The Perils of India’s Crop Insurance

India has been offering crop insurance to farmers for more than forty years. But they see it more as a conditionality for bank loans than a truly risk mitigation device, writes Vivian Fernandes in this short brief on the subject.

  • India has been offering crop insurance schemes since 1972
  • In all cases, the claims have been much higher than the premium earned.
  • Currently, India has two schemes, the modified National Agriculture Insurance Scheme and the Weather-based Crop Insurance Scheme.

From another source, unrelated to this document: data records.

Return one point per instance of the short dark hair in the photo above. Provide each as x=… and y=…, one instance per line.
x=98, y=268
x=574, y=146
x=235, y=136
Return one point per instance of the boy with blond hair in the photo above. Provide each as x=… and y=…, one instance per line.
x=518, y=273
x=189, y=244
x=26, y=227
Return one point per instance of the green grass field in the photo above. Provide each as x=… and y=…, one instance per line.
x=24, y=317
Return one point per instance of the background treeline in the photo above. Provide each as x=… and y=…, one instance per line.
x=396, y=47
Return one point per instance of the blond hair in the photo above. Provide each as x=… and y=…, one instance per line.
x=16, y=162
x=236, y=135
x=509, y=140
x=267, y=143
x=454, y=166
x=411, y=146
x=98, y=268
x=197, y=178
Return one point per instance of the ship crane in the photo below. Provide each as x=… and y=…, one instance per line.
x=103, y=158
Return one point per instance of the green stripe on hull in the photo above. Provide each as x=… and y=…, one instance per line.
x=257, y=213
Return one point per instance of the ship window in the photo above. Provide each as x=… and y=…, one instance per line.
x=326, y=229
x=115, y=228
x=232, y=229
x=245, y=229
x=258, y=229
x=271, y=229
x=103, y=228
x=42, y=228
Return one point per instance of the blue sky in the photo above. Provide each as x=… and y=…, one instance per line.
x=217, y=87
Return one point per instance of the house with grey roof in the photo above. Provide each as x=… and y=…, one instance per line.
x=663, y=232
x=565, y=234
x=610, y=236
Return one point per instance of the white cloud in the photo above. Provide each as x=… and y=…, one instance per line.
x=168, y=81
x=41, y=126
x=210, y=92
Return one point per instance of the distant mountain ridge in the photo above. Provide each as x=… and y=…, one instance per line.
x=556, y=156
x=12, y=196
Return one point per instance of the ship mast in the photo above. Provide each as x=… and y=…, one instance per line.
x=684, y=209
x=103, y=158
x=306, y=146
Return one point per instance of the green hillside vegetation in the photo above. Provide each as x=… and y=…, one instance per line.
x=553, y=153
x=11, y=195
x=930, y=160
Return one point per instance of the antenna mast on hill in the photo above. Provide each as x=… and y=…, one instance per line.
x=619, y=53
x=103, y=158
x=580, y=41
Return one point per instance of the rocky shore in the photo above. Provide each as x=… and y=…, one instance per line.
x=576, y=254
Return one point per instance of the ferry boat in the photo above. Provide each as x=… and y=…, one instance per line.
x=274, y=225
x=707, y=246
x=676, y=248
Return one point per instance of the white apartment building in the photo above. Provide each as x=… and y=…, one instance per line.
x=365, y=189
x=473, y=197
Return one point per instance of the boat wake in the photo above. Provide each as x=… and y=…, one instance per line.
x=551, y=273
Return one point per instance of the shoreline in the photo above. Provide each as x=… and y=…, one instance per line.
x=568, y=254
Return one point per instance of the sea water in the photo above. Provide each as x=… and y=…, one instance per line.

  • They are offered mainly by the state-owned Agricultural Insurance Company of India and three private insurers
  • In the case of mNAIS, the area approach is followed, which means, all farmers in an agriculturally homogenous area get compensated if their yields are less than the threshold (moving) average. The chances of unwarranted losses are high because of fraud or just negligence on the part of crop yield assessors.
  • Most farmers do not see a benefit. The compensation is inadequate and delayed. Eighty percent of the insured opt for it because they cannot get a bank loan without it.
  • Agriculture Minister Radha Mohan Singh told the Rajya Sabha on 11 December 2014, that existing insurance schemes have failed and a new one is in the works.
  • Weather-based crop insurance is perhaps a better scheme. The government could throw it open to both public and private insurers on least-subsidy basis.